Given two parallel traces of size N and an array containing complete N endpoints in array EndPoints[]. Given that there’s a straight line from every i, such that 1 <= i <= N, such that every line ought to finish at any of the EndPoint[j]. The duty is to get the depend of most variety of intersections from the traces.
Discover: Tright here ought to be a complete of n traces drawn and each endpoint given within the array ought to be coated.
Instance:
Enter: 7
EndPoints[]: {4, 1, 4, 6, 7, 7, 5}
Output: 6
enter 1
As you may see within the diagram above, a line is drawn from every i (1, 2, 3, 4, 5, 6, 7) and the endpoint is without doubt one of the values from EndPoints[] given within the enter. It may be confirmed that there cannot be greater than 6 intersections on this case.
Enter: 5
EndPoints[]: {2, 1, 4, 3, 5}
Output: 2.png)
Enter 2
Naive Method:
Let’s take a look at two traces from i→EndPoints[i] and j→EndPoints[j].
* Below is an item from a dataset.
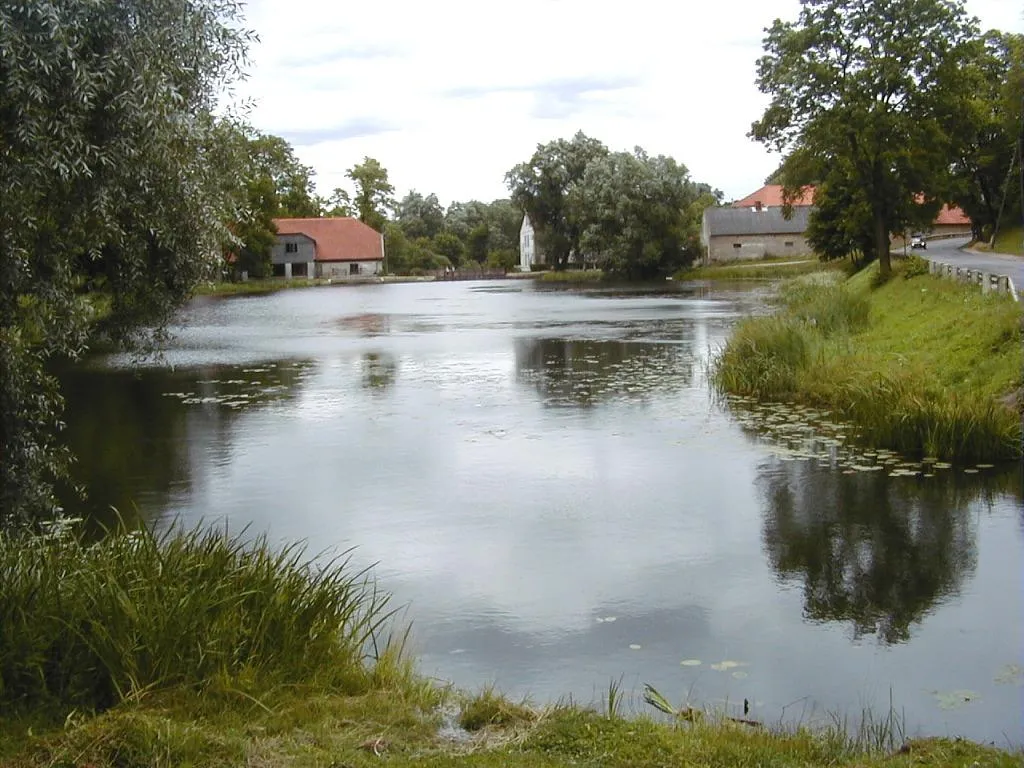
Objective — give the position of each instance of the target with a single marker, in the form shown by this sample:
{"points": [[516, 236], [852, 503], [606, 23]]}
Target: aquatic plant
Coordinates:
{"points": [[919, 366]]}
- If ai<aj, there can by no means be any intersection.
- If ai>aj, there must be an intersection.
- If ai=aj, it’s attainable that there’s an intersection or not, relying on how we organize the traces on the underside terminal.
- Within the final case, if there are a number of traces that go to the identical section ai, we will make all pairs of them cross by arranging the factors wherein they hit this section from proper to left.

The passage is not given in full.